Du piège des réseaux sociaux.

J’aimerais vous parler d’un truc qui me chagrine terriblement ces temps-ci: l’état de mal-être dans lequel les réseaux peuvent parfois vous plonger.

mercredie-blog-mode-geneve-piege-reseaux-sociaux-addiciton-blogueuse-bloggeuse-depression-facebook-instagram-snapchatIl fallait bien que je balance une photo d’illustration,
je vous laisse donc apprécier cette impression de profonde réflexion…

Quel est le point commun entre Michelle Phan, Enjoy Phoenix, Alyssa Forever, Song of Style, Zoella, Pixiwoo, Jaleesa Moses ? Ce sont des youtubeuses et bloggeuses plutôt dans le top du game, oui, mais encore ?

Ces personnalités du web sont en effet toutes passées par des états de panique, d’anxiété ou, parfois pire, de dépression.

Ces derniers mois, les vidéos et autres articles « confidence » sur le sujet ont littéralement explosé, si bien que je me suis demandée s’il ne s’agissait pas là DU sujet à la mode à aborder à tout prix avec ses abonnés ! Nous sommes bien entendu tous humains et nous passons probablement tous à un moment donné de notre vie par ce genre d’épreuve… J’ai cependant été surprise de voir toutes ces personnalités du web « s’effriter » psychologiquement dès lors qu’elles atteignaient un certain succès (je vous conseille d’ailleurs, si vous avez le temps, de cliquer sur les liens ajoutés sur le nom de celles que j’ai citées plus haut pour en prendre réellement conscience…). Loin de moi l’idée de jouer les psy de comptoir… mais j’avais envie de vous exposer ma petite théorie (d’autant plus que j’ai la particularité d’être à la fois lectrice/abonné et émettrice/blogueuse).

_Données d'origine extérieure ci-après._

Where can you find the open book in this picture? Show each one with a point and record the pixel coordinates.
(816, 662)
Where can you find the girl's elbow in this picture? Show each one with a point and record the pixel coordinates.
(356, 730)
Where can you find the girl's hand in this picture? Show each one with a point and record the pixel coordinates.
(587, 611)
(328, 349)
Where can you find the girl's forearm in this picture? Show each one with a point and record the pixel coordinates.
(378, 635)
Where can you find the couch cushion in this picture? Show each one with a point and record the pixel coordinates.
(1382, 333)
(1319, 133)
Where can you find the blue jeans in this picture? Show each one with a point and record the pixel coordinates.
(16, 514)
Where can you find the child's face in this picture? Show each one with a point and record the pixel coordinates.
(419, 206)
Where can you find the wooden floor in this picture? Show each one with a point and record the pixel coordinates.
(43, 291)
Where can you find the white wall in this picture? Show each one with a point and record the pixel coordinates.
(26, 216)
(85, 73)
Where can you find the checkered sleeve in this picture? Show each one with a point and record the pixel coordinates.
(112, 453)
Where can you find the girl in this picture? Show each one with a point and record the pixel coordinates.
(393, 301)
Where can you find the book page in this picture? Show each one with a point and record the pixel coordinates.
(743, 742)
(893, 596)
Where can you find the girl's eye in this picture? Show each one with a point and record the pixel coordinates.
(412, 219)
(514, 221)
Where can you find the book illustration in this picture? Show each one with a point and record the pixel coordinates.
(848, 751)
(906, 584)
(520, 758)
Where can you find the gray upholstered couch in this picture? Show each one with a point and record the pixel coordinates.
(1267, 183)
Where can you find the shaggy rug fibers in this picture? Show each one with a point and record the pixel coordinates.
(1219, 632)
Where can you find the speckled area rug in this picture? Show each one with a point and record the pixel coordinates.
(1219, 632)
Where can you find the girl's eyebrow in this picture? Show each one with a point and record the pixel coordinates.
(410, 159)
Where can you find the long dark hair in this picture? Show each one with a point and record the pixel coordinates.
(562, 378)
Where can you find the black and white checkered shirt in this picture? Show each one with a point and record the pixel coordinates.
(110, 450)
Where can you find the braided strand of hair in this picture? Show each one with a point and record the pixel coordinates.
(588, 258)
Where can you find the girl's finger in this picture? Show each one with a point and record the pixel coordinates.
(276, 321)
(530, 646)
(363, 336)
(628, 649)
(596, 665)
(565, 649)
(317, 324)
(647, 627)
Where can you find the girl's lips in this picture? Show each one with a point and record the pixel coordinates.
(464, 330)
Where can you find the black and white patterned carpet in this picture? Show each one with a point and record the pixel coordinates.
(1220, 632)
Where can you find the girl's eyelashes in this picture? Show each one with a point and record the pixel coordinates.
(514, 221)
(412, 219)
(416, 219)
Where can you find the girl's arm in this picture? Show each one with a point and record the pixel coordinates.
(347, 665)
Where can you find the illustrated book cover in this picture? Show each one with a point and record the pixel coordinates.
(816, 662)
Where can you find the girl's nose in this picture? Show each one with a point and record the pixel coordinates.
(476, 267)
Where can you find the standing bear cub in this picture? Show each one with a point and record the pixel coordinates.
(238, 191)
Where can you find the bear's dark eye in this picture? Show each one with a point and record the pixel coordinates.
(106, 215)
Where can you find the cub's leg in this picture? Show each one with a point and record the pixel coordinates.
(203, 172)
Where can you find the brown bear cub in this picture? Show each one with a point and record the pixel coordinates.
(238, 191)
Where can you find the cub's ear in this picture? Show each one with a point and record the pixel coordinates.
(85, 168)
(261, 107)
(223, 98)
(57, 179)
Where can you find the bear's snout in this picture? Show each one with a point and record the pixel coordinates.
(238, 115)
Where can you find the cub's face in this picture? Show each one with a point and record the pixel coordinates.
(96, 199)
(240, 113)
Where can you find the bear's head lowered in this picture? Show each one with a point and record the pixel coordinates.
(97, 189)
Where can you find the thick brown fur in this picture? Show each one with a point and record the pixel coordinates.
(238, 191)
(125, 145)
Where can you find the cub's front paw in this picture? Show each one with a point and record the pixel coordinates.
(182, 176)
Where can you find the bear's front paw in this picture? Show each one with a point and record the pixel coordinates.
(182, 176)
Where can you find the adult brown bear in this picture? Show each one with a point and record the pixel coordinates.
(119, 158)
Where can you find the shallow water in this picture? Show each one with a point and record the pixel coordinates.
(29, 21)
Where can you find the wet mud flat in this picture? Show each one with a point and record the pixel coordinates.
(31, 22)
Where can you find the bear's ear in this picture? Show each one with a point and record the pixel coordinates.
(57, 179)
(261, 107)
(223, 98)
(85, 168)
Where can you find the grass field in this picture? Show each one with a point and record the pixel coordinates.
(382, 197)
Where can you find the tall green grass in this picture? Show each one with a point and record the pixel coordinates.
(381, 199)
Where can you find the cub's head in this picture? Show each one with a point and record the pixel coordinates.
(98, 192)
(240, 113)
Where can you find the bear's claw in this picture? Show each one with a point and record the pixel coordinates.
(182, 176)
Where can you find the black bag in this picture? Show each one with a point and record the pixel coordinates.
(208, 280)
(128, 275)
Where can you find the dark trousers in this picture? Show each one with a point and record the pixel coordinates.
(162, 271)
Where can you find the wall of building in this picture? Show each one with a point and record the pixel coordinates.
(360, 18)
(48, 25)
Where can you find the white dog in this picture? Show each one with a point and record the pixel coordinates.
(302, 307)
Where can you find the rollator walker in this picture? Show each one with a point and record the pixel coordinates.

Note pour la suite de cet article: j’utiliserai un « on » général, pour exprimer mon point de vue, mais il ne s’agit pas forcément de ma situation ou de mon expérience.

 

La prison du « soi »

Être influenceur à succès, c’est bien souvent être à la fois son propre produit et son propre support (surtout pour la « nouvelle génération »: les blogueurs, vlogueurs et instagrammeurs qui partagent leur vie quotidienne et non pas forcément de véritables « sujets »). La pression à se mettre en scène existe réellement (elle était d’ailleurs bien moindre avant l’apparition d’Instagram et Snap… d’ailleurs qui se rappelle de l’ère des blogueuses à tête coupée/floutée ou à pseudonyme ? je ne vois personne lever la main parmi les plus jeunes d’entre vous !). Elle provient non seulement des lecteurs (qui en veulent toujours plus, toujours plus souvent et qui vont dans certains cas jusqu’au harcèlement pour témoigner leur impatience !), mais aussi des marques (qui ont tendance à oublier que les blogueurs sont des individus avant d’être des espaces publicitaires à prix avantageux). Autant vous dire que vouloir satisfaire l’appétit insatiable de ces deux parties peut rendre dingue. Autre implication négative: chercher à contenter tous ces publics virtuels – avec du contenu toujours plus « wahou » – peut également faire saturer l’entourage IRL, de la vraie vie. Des histoires de proches « jaloux » de leur ami « influent » et de sa « vie de rêve », j’en aurais à la pelle à vous raconter…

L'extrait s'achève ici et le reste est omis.